Выбрать главу

— Именно так, — ответил Архимед. — Ты, Зоипп, первый человек, который меня по-настоящему понял. Я хотел бы соединить с математикой всю физику. И тогда вместо одинокого дерева геометрии перед нами расцвел бы прекрасный плодоносный сад.

— Досифей утверждает, — сказал Гераклид, — что введение в математику низменных сущностей незаконно.

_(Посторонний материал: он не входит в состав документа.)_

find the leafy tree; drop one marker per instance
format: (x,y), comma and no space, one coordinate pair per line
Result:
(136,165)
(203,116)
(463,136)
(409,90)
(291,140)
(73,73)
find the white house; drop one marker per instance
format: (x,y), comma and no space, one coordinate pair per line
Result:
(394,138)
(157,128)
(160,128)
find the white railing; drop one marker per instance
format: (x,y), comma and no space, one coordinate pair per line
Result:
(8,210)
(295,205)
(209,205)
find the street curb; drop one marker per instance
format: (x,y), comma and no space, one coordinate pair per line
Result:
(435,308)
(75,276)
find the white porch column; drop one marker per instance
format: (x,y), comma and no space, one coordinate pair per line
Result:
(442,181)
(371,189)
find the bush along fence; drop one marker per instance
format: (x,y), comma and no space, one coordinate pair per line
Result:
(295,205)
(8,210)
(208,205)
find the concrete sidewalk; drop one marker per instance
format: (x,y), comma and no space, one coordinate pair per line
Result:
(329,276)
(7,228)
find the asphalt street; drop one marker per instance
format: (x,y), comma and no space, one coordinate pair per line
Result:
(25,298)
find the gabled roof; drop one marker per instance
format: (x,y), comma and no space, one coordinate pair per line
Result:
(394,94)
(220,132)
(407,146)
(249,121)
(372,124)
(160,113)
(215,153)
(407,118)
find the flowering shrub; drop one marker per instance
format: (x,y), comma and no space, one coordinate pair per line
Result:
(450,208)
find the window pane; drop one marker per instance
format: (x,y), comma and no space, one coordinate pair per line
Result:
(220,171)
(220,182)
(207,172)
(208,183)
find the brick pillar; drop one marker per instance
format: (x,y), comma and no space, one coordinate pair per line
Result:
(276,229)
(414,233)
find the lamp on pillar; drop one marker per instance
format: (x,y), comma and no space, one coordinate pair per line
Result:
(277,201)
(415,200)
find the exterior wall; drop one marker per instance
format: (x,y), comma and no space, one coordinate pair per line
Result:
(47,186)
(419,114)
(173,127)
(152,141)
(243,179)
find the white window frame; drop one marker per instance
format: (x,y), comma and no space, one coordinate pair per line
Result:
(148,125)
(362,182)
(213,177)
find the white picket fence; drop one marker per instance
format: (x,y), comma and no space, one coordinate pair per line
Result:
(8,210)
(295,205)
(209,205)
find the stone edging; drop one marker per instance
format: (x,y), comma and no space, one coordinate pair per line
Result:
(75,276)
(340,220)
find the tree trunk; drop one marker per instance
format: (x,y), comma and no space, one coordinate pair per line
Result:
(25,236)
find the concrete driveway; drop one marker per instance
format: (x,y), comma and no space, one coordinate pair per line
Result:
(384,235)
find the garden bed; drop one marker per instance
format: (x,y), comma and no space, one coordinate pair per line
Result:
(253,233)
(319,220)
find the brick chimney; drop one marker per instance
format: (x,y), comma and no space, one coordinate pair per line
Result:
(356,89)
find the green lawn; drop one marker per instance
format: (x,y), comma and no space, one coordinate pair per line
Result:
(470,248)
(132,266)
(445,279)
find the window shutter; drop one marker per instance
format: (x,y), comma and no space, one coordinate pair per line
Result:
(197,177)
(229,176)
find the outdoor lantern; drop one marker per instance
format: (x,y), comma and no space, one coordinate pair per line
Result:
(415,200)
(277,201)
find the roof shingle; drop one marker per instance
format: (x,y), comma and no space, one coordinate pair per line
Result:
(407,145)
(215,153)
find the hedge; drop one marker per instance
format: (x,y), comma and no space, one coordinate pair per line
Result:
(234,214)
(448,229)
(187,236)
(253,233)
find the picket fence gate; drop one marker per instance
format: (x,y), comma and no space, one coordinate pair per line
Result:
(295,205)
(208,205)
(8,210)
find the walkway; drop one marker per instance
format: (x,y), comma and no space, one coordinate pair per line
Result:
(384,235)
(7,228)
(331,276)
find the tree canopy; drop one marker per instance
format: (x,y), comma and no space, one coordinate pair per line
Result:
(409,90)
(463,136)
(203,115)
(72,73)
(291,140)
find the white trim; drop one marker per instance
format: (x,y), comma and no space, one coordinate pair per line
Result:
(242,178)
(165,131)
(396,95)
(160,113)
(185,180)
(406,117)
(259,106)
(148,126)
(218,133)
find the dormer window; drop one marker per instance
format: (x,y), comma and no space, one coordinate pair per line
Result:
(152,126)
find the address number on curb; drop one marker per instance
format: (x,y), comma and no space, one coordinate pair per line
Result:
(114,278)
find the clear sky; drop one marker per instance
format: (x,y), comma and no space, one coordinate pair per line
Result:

— А кто, собственно, установил в математике законы? — с жаром возразил Архимед. — Основатель этой науки, Пифагор, занимаясь поисками гармонии мира, сам, между прочим, искал численные закономерности между высотой звучания струны и ее длиной. Почему-то это все считают законным. А когда я придаю телам и фигурам вес или погружаю их в жидкость с точно оговоренными свойствами, мне говорят о незаконности такого подхода…

— Эх, не вспомнил я тогда про Пифагора! — сокрушенно вздохнул Гераклид.

— Математическое изучение явлений, — продолжил Архимед, — приводит к удивительным результатам. В книге «О рычагах», например, я доказал, что можно любой заданной силой сдвинуть любую тяжесть.

— Даже очень маленькой? — спросил Зоипп.

— Любой.

— Ты имеешь в виду рычаг? — уточнил Гераклид. — Но очень маленькая сила потребует огромного плеча. А при этом и перемещение груза окажется незаметным, да и сам рычаг невозможно будет сдвинуть с места!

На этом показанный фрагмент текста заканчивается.